ECLI:NL:RBGRO:2011:BR3392
Rechtbank Groningen
- Eerste aanleg - enkelvoudig
- Rechtspraak.nl
Vordering tot betaling van een factuur en bewijsvoering door partijgetuige
In deze zaak, behandeld door de Rechtbank Groningen op 7 juli 2011, is eiseres, een vennootschap onder firma, een procedure gestart tegen gedaagde wegens een vordering tot betaling van een factuur. De zaak is voortgekomen uit een tussenvonnis van 13 januari 2011, waarin eiseres werd toegelaten tot het bewijs dat de op 24 maart 2009 gefactureerde werkzaamheden in opdracht en voor rekening van gedaagde zijn verricht. Op 4 mei 2011 is een getuige aan de zijde van eiseres gehoord, die verklaarde dat hij een schriftelijke verklaring had ondertekend en dat hij achter deze verklaring stond. De getuige gaf aan dat hij extra werkzaamheden had verricht, waarvoor gedaagde hem zou betalen. De kantonrechter heeft vastgesteld dat de getuigenverklaring, samen met andere bewijsstukken, voldoende was om de vordering van eiseres te onderbouwen.

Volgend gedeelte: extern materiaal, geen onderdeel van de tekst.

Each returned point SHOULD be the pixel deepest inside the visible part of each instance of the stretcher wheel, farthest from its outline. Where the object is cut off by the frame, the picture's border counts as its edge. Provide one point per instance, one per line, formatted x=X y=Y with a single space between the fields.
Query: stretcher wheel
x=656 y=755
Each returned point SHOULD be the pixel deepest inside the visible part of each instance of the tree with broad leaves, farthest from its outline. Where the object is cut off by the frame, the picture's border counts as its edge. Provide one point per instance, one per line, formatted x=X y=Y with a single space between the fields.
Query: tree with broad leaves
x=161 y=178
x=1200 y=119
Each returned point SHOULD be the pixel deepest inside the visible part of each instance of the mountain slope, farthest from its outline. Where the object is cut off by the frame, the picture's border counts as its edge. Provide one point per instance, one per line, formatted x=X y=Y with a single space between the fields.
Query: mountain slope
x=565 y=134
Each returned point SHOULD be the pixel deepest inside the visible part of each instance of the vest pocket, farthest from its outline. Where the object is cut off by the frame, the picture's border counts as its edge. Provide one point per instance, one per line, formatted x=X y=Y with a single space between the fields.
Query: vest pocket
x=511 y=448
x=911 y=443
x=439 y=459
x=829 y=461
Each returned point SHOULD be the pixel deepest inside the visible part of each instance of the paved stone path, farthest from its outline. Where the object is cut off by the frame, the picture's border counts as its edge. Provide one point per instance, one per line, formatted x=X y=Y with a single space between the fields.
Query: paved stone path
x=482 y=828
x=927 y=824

De kantonrechter oordeelde dat de schriftelijke verklaring van de getuige, alsmede andere in het geding gebrachte stukken, voldoende bewijs opleverden voor de vordering van eiseres. Gedaagde had geen tegenbewijs geleverd en de kantonrechter concludeerde dat eiseres in zijn bewijsopdracht was geslaagd. De vordering werd toegewezen, waarbij gedaagde werd veroordeeld tot betaling van een bedrag van € 1.289,31, vermeerderd met wettelijke rente en proceskosten. De kantonrechter verklaarde het vonnis uitvoerbaar bij voorraad, wat betekent dat eiseres het bedrag direct kon vorderen, ongeacht een eventuele hoger beroep.
Dit vonnis is uitgesproken door mr. F. de Jong, kantonrechter, en is een voorbeeld van hoe de rechter omgaat met bewijsvoering in civiele zaken, waarbij de rol van getuigen en schriftelijke verklaringen cruciaal zijn voor de uitkomst van de zaak.